Some observers suggested that his wife and brother were both Roman Catholics and accused Taft himself of secretly practicing Catholicism. Given the anti-Catholic attitudes of the day, one voter privately expressed anxiety to Theodore Roosevelt that this “would be objectionable to a sufficient number of voters to defeat” Taft.

But there was another, more serious line of attack against Taft: He was a Unitarian. Taft refused to publicly discuss his own views. His opponents nevertheless emphasized that Unitarians typically rejected the divinity of Jesus and did not believe in such phenomena as miracles. Thus, these critics suggested, he was an unbeliever and would be actively hostile to Christianity as most Protestants understood it.

One voter insisted in a letter to Theodore Roosevelt that being a Unitarian was akin to being an “infidel.” Throughout U.S. history, being seen as an unbeliever has proved disqualifying for politicians.

Religion and partisan attacks

In pamphlets published during the 1908 campaign, W.A. Cuddy, a Protestant minister, insisted that “the religion of Jesus Christ” was “at stake in the coming election.”

In the same pamphlet, which was reported on in local and national publications, Cuddy further suggested that the United States “insults God by electing Taft.”

Taft’s specific beliefs mattered little. Perceived religious difference was enough to prompt partisan attacks. Roosevelt lamented this fact, noting, “it is claimed almost universally that religion should not enter into politics, yet there is no denying that it does.”

Pronounced as these attacks were, they did not cost Taft the election. With the help of religious Republicans who defended his faith convictions, Taft defeated William Jennings Bryan, his Democratic opponent, by a comfortable margin.

Roosevelt’s prescient warning

Late in 1908, after the election, President Roosevelt published a letter in newspapers nationwide responding to the attacks made on Taft. Though he had long defended religious freedom and diversity, Roosevelt justified not speaking out during the campaign.

As he noted, he considered it “an outrage even to agitate such a question as a man’s religious convictions for the purpose of influencing a political election.”

Yet Roosevelt had come to recognize the need to respond. In doing so, he offered two critical assessments.

First, he denounced discussions of a candidate’s religious views as an invasion of privacy. According to Roosevelt, Taft’s beliefs were “his own private concern … between him and his Maker.” Opening a candidate’s religion to public debate, he wrote, was a rejection of “the first principles of our government, which guarantee complete religious liberty and the right to each man to act in religious affairs as his own conscience dictates.”

Beyond this appeal to religious liberty, Roosevelt offered a dire warning about the effect of these attacks on civic life. He feared that “discrimination against the holder of one faith means retaliatory discrimination against men of other faiths.” Attacks on a candidate’s religion would only inspire more such attacks.

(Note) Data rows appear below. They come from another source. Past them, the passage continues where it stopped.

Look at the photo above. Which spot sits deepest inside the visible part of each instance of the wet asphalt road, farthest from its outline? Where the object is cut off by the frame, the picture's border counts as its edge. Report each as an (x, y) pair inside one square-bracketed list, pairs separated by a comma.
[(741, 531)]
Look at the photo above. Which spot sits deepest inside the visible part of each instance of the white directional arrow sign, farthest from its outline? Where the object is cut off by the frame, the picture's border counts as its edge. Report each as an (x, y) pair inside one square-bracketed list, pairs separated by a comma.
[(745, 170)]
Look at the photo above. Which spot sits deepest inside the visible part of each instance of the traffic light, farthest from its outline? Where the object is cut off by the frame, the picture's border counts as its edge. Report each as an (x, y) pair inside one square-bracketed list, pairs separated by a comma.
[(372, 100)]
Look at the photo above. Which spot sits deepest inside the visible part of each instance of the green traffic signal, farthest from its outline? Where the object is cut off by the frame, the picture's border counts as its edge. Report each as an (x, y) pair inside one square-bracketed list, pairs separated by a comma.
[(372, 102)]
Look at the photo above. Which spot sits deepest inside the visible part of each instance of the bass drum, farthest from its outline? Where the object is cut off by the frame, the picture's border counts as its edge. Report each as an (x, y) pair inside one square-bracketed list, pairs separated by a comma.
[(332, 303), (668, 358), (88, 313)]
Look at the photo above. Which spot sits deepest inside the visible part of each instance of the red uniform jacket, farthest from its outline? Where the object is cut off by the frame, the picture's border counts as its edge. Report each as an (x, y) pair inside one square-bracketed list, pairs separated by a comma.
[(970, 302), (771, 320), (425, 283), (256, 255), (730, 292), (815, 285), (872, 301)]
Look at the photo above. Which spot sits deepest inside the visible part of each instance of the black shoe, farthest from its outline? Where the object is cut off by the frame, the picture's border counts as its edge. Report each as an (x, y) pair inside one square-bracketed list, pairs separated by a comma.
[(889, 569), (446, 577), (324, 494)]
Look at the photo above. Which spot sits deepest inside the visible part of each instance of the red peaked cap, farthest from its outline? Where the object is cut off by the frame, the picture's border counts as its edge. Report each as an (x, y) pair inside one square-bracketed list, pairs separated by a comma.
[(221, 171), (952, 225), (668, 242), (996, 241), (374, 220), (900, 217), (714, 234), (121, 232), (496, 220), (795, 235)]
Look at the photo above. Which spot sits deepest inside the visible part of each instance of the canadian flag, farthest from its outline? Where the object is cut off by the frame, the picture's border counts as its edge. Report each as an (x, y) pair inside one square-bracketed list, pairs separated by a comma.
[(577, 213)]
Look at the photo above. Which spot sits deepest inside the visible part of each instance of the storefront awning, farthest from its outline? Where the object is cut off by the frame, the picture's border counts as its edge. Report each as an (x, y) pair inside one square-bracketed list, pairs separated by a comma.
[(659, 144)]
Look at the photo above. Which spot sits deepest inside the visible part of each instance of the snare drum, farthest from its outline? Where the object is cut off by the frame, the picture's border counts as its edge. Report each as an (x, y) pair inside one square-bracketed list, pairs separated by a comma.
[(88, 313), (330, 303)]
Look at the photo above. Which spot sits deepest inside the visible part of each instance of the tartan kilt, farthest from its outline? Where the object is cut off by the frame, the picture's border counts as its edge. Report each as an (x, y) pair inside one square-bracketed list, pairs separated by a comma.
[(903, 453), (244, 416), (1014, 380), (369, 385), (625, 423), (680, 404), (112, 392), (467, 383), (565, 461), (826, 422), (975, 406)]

Roosevelt’s greatest fear was that this cycle of attack would poison civic life. Once attacks on a candidate’s beliefs became a normal part of campaigning, he warned, “there is absolutely no limit at which you can legitimately stop.”

In this election campaign, Joe Biden has been the victim of political attacks marked by vague questions of his own faith and suggestions that his policies would hurt Christians. While such rhetoric could be seen as meaningless, it could also have real consequences. As Theodore Roosevelt recognized over a century ago, it could poison the political discourse.